КОВАЛЕВ, ЗАПЕРЕВ ПЛОТНО на крючок двери, постоял несколько минут, прислушиваясь до тех пор, пока совершенно не смолкли шаги уходящих.
– Ушли? – послышался позади его голос.
– Ушли, – ответил Ковалев, оборачиваясь.
Перед ним стоял среднего роста человек с насмешливым выражением лица.
Это был молодой человек лет около двадцати пяти. Он был довольно красив, только на лице его было заметно утомление от пережитой дурной жизни.
О, если бы кто-нибудь узнал про него, кто он такой, тогда, наверное, весь дом Бухтояровых был бы оцеплен жандармами и полицейскими.
Да, это был разбойник Ланцов, но не тот, который был за полсотни лет раньше его, про которого сложилась народная песня:
Так сложена народная песня, которую, впрочем, поет не столько сам народ, сколько отщепенцы от этого народа, тюремные арестанты или бродяги, для которых этот Ланцов служит образцом героизма, но по-нашему эта песня скорей доказывает всю ненадежную бдительность тогдашней тюремной администрации и устройство дымовых труб, через которые свободно мог пролезать если не кто-нибудь из тюремного начальства, народ довольно жирный и толстомясый, то сухой, как скелет, арестант, кормленный настолько, чтобы не подохнуть с голоду.
Представший перед Ковалевым субъект тоже назвался Ланцовым и был под этим именем известен всем ворам и мошенникам, а его настоящее имя – Кузьма Прохоров – почти не было известно никому, кроме судебной администрации.
Оба вошли в кухню и уселись за стол, причем Ланцов на таком приличном расстоянии от окна, чтобы не быть замеченным со двора.
– Кого это он, управляющий этот самый, тебе рекомендовал? – спросил Кузьма.
– Своего брата. Но представить себе не можешь, какое между ними поразительное сходство! Тебе говорю! Если бы я был похож на тебя… Тьфу! Не приведи Бог.
– Походить на управляющего?
– Нет, на тебя. Бр-р-р…
Ланцов даже не поморщился. Он вынул из стола чайный стакан, налил его водкой.
– Ты на этот раз прав, – сказал он. – Приятно ли мне, в самом деле, при твоем переезде сюда быть запертым в платяной шкаф и трястись на ломовой телеге, а потом быть заключенным в этой комнате без права показать нос на улицу?

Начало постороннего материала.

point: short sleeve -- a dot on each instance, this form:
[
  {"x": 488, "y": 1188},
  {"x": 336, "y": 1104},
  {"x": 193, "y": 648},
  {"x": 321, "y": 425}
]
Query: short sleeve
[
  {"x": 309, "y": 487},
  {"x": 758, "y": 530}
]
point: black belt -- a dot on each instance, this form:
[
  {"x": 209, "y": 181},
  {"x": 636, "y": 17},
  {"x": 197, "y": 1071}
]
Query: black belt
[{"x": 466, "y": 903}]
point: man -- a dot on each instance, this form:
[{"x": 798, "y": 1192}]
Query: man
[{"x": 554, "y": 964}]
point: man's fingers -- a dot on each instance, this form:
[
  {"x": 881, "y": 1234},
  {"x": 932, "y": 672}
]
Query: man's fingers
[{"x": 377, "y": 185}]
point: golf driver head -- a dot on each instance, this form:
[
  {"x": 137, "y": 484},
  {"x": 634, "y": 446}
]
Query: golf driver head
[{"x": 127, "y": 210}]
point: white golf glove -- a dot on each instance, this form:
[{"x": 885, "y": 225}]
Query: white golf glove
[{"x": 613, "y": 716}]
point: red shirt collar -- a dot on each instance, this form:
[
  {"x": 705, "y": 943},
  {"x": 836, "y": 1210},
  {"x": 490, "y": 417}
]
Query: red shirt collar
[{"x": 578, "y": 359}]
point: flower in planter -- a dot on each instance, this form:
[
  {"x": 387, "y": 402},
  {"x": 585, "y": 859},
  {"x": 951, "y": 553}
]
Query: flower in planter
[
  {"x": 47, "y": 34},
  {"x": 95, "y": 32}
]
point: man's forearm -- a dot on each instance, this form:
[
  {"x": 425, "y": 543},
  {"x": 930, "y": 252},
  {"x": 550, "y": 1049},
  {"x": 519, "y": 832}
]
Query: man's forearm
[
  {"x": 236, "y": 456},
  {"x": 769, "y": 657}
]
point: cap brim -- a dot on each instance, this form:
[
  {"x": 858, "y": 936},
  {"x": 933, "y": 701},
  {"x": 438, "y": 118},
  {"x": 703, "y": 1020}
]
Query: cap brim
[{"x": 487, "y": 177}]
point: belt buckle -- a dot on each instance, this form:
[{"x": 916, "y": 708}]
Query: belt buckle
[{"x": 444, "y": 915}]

– Но что же делать, нужно терпеть до поры до времени. Сам ты знаешь, что после твоего последнего фокуса вся полиция поднята теперь на ноги. Единственное спасение твое здесь.
– Да, пожалуй, теперь эта канитель долго протянется.
– Сколько ни сколько, а все месяц пройдет. Знаешь, что мне думается, не подозревают ли меня в чем-нибудь?
– Почему ты так думаешь? – спросил Ланцов.
– Во-первых, здешняя домовая хозяйка что-то подозрительно поглядывает на мои окна и даже указала своему мужу, а во-вторых, сейчас этот управляющий, разговаривая со мной, вел себя тоже как-то, знаешь… Понять не могу, сначала разговаривал ничего себе, а потом вдруг сразу изменил тон, сухо как-то поблагодарил и сразу вышел. В общем, нужно теперь быть крайне осторожным.
– А о чем он с тобой говорил?
– Ему показалось странным, почему я, будучи один, нанимаю квартиру, а не комнату, веду ночную жизнь и так далее.
– По-моему, это верно, – сказал Ланцов. – Тебе необходимо сейчас же изменить образ жизни.
– Что же мне нужно делать?
– Распространи завтра же слух, что к тебе едет из провинции твой брат с женой и жениным братом. Роль последнего буду исполнять я.
Ковалев задумался.
– Да, – сказал он, – присутствие женщины украшает, так сказать, квартиру и придает всему этакий вид порядочности… Только вот вопрос, где я сейчас достану брата и его жену?